Евдокии со Степаном выдали белые халаты, весы с гирями. Евдокия хотела взять халат и для Юлии, надеясь, что дочь будет помогать, но та, брезгливо скривив губы, вышла из весовой.
Степан принес (ему помогали мужики) тушу с лиловыми печатями, тушу положили на огромную чурку.

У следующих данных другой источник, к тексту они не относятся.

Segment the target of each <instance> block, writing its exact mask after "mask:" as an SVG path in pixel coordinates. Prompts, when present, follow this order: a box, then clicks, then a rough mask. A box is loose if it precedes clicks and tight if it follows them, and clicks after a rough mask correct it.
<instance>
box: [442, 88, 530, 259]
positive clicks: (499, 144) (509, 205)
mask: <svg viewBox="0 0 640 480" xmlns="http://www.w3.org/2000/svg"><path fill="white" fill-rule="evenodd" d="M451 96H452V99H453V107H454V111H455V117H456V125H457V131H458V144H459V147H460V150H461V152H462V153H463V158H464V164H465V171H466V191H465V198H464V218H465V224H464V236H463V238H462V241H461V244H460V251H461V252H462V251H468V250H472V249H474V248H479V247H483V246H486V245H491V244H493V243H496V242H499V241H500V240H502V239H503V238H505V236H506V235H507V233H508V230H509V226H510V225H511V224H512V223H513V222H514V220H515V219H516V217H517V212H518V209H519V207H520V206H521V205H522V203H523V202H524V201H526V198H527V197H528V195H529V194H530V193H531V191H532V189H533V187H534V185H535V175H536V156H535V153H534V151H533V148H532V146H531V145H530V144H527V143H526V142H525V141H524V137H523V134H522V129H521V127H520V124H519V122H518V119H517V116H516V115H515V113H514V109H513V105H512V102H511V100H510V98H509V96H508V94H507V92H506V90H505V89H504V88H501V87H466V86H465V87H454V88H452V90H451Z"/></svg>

Подошел рубщик, тщедушный, с бегающими глазами мужичонка, в грязном халате, весь какой-то мятый. Опытно определил, что главная тут Евдокия, и заискивающе улыбнулся ей.
— Как рубить будем, хозяйка? — спросил тихо, со значением.
— Первый раз, что ли?
— Да нет, не первый. — Он усмехнулся. — А только я по-всякому могу разрубить. В общем, килограммчика полтора, и всё будет по путю.
— Мы заплатили за рубку. Вот квитанция.
— Ты за какую рубку заплатила, дорогуша? За обнакновенную. А я тебе хитро порублю. — Он подмигнул сизым глазом. — Со всеми потрохами за первый сорт продашь. Без отходов.
— Катись-ка ты, дядя, — проговорила Евдокия, с ненавистью глядя в мятое лицо рубщика.
Тот пожал плечами.
— Хозяин — барин, — и, воткнув топор в чурку, стал закуривать.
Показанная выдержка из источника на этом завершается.